CDP long call positions are structurally bullish; the modeled P&L assumes European-style exercise at expiration and ignores early assignment, transaction costs, dividends paid before expiry on the stock leg (when present), and the bid-ask spread on the listed chain. CDP positions also carry Real Estate sector concentration risk; news flow inside the sector (peer earnings, regulatory shifts, supply-chain headlines) can move CDP alongside the broader basket even when CDP-specific fundamentals are unchanged. Long-premium structures like a long call on CDP are particularly exposed to IV-crush risk through scheduled events (earnings, FDA decisions, central-bank meetings) where IV typically contracts post-event regardless of the directional outcome. Always rebuild the position from current CDP chain quotes before placing a trade.
Frequently asked questions
- What is a long call on CDP?
- A long call on CDP is the long call strategy applied to CDP (stock). The strategy is structurally bullish: A long call buys upside exposure with a fixed maximum loss equal to the premium paid; profit accrues if the underlying closes above the strike plus premium at expiration. With CDP stock trading near $31.69, the strikes shown on this page are snapped to the nearest listed CDP chain strike and the premiums come straight from the end-of-day bid/ask midpoint.
- How are CDP long call max profit and max loss calculated?

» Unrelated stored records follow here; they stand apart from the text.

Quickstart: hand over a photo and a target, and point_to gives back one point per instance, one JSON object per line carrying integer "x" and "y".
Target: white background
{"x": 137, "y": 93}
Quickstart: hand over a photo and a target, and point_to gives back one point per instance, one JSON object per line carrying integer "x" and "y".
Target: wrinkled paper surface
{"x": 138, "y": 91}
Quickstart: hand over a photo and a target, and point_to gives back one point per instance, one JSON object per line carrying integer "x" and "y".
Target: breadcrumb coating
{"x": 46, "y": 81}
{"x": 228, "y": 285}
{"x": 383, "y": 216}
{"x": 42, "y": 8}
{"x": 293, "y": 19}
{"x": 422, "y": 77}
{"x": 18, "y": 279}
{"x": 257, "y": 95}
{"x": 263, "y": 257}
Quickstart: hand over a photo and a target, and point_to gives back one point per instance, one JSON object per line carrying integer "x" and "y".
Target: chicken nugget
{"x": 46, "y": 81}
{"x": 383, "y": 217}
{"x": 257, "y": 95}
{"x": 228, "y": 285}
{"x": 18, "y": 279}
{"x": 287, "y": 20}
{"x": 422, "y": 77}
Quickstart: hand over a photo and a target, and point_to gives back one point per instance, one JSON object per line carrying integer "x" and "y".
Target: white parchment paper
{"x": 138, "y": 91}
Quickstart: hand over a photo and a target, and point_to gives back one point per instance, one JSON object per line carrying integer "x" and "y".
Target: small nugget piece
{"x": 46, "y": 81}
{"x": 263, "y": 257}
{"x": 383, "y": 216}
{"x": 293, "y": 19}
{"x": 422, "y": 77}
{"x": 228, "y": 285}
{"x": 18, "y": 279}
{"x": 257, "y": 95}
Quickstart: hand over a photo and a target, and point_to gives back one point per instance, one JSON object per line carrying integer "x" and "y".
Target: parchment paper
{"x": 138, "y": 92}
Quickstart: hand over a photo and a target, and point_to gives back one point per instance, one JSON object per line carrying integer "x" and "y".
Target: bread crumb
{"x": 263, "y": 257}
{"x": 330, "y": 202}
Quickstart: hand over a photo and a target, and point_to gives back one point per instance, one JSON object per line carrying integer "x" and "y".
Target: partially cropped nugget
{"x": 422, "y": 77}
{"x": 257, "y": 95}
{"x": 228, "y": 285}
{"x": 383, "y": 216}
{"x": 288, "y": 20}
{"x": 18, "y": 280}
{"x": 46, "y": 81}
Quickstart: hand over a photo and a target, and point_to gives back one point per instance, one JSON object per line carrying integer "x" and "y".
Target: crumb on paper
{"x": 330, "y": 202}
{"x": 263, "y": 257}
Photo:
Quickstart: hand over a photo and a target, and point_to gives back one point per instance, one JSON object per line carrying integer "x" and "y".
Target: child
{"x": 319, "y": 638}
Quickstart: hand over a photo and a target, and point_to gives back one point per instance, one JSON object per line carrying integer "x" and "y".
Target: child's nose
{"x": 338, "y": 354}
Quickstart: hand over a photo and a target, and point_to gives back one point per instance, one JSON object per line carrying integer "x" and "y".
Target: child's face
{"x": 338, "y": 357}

- Max profit is unbounded; max loss equals the premium paid times 100. Breakeven is strike plus premium. For the CDP long call priced from the end-of-day chain at a 30-day expiry (ATM IV 32.20%), the computed maximum profit is unbounded per contract and the computed maximum loss is unbounded per contract. Live intraday quotes will differ as the chain moves through the trading session.
- What is the breakeven for a CDP long call?
- The breakeven for the CDP long call priced on this page is no defined breakeven on the modeled curve at expiration, derived from end-of-day chain premiums. Breakeven is the underlying price at which the strategy's P&L crosses zero ignoring transaction costs and assignment risk. The current CDP market-implied 1-standard-deviation expected move is approximately 9.23%; if the move sits well outside the breakeven distance, the structure's risk-reward becomes correspondingly tighter.
- When should you consider a long call on CDP?
- Long calls on CDP express a bullish thesis with defined risk; traders use them ahead of CDP catalysts (earnings, product launches, macro events) when the expected upside justifies the premium and theta decay.
- How does current CDP implied volatility affect this long call?
- CDP ATM IV is at 32.20% with IV rank near 9.13%, which is on the low end of its 1-year range. Premium-buying structures (long call, long put, debit spreads) are relatively cheap in this regime; premium-selling structures collect less credit per unit risk.